Sep 272003
 

Don’t you hate it when people tell you to read something, when what you really need is less to read, not more? This blog, as ever, is at your service.

First stop reading the newspaper. My grievances against Justice Oliver Wendell Holmes are many and serious, but I have always admired his steadfast refusal to read the paper. If yesterday’s paper is good for nothing but wrapping fish, what does this say about what you’ve retained from yesterday’s paper? Besides, the news is depressing.

I know people who have read five times as many introductions to works of classic literature as works of classic literature. Don’t be one of them. Forewords and afterwords are to be treated like dessert: read, if at all, after the book, never before, lest you read through the eyes of Professor So-and-So instead of your own. Professor So-and-So tends to natter pointlessly anyway.

Biographies are the scandal sheets of the literate. Great geniuses have the shortest biographies, said Emerson, incorrectly. Great geniuses now have 800-page doorstops memorializing what they ate for breakfast. If you are interested in a novelist, read the novels; in a jurist, the opinions; in a philosopher, the philosophy; in a painter, look at the pictures. Biography is gossip. Worse, it is disingenuous gossip, which you can read in the guise of acquiring an education. Kelly Jane Torrance, among others, beat me to pointing this out; bully for her.

As I grow older I find more wisdom in Ezra Pound’s stricture that the best reading program is to know a dozen good books extremely well. (Not that ol’ Ez followed his own advice.) If your experience is anything like mine you will reliably forget most of any good book the first couple of times you read it, and misunderstand the rest. Then when you return to it you will be astonished at what an idiot you were. Which is an education in itself.

You can cut down on blogs substantially. Female bloggers, for instance. Not all of them, of course: I read several, ranging from the marvelously surly Andrea Harris to the effervescent Sasha Castel to the brilliant Megan McArdle. They have one thing in common: to my knowledge, they are childless. Mother bloggers inevitably start writing about how the school bully is picking on little Eustace or how little Tiffany has been punished for posting nastiness in someone else’s comments section and it was really her who wrote it, not me, no matter what you think, and how dare you call social services on me, and you must be deranged to imagine that I would do something like that. Follow the links if you must. The point is, you need not.
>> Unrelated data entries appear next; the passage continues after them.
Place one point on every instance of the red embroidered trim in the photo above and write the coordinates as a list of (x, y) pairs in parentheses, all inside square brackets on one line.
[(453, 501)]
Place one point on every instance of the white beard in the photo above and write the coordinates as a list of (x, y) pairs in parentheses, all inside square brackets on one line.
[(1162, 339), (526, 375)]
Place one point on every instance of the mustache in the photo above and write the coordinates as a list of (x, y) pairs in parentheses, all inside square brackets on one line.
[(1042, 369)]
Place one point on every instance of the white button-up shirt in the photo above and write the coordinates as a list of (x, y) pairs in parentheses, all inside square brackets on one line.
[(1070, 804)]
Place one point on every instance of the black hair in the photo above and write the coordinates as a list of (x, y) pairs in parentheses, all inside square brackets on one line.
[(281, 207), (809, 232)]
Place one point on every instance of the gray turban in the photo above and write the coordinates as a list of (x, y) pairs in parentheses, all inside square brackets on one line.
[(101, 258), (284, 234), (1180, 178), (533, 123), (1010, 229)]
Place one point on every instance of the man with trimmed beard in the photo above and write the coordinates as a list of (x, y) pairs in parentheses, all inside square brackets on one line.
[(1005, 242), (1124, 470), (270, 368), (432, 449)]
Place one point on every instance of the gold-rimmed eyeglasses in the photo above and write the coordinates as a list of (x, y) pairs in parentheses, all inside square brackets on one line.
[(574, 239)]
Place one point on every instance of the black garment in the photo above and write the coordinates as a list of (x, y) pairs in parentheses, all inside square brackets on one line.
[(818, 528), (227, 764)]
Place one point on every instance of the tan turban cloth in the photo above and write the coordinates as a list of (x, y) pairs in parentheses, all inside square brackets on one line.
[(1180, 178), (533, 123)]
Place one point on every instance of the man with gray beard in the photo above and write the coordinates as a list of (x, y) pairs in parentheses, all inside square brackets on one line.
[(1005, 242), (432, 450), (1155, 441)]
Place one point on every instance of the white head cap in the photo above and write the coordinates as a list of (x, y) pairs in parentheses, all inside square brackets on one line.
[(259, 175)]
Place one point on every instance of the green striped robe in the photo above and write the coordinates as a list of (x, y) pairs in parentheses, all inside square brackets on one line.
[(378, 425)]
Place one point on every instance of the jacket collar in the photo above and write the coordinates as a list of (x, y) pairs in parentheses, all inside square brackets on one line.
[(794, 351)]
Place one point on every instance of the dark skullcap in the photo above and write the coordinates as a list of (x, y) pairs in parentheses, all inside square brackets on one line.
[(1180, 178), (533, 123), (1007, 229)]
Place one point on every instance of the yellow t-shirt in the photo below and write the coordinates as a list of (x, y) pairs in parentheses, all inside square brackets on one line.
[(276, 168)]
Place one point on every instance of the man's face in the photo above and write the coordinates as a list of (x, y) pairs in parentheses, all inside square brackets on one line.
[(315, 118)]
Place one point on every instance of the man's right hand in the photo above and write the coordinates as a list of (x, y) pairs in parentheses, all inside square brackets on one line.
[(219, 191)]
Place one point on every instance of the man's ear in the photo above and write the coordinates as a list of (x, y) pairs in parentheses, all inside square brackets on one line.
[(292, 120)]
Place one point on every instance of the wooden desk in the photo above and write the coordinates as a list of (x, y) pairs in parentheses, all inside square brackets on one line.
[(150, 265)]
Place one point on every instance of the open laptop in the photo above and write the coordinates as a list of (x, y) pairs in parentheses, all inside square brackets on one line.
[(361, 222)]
The biggest spread on Wall Street is reputed to be between your current job and your next one. The biggest spread in the universe, mothers, is between your own and everyone else’s interest in the doings of your precious darling. As for the Father of all Mother Bloggers, am I the only one who skips the Gnat parts?

Finally, stop reading the ingredients on the cereal package. Yes, you. If you’ve reached ascorbic acid and trisodium phosphate you’ve gone much, much too far.

(Update: George Wallace dubs excessive child-blogging Lilexia. I like it. Rick Coencas co-sponsors Lilexia. It’s a meme! It’s a viral meme! Brian Micklethwait comments.)

  25 Responses to “What Not to Read”

  1. While people (myself included) who blog about their children overestimate the interest others will have, I think you underestimate the interest parents have in the children of others. There are opportunities to commiserate, and opportunities to feel superior. These are not to be missed.

  2. Eddie: You rarely blog about your children, thank God. My theory is that parents listen to other parents go on about their children mostly because they know it will force the other parents to listen to them in turn. Being childless I am an authority on the subject.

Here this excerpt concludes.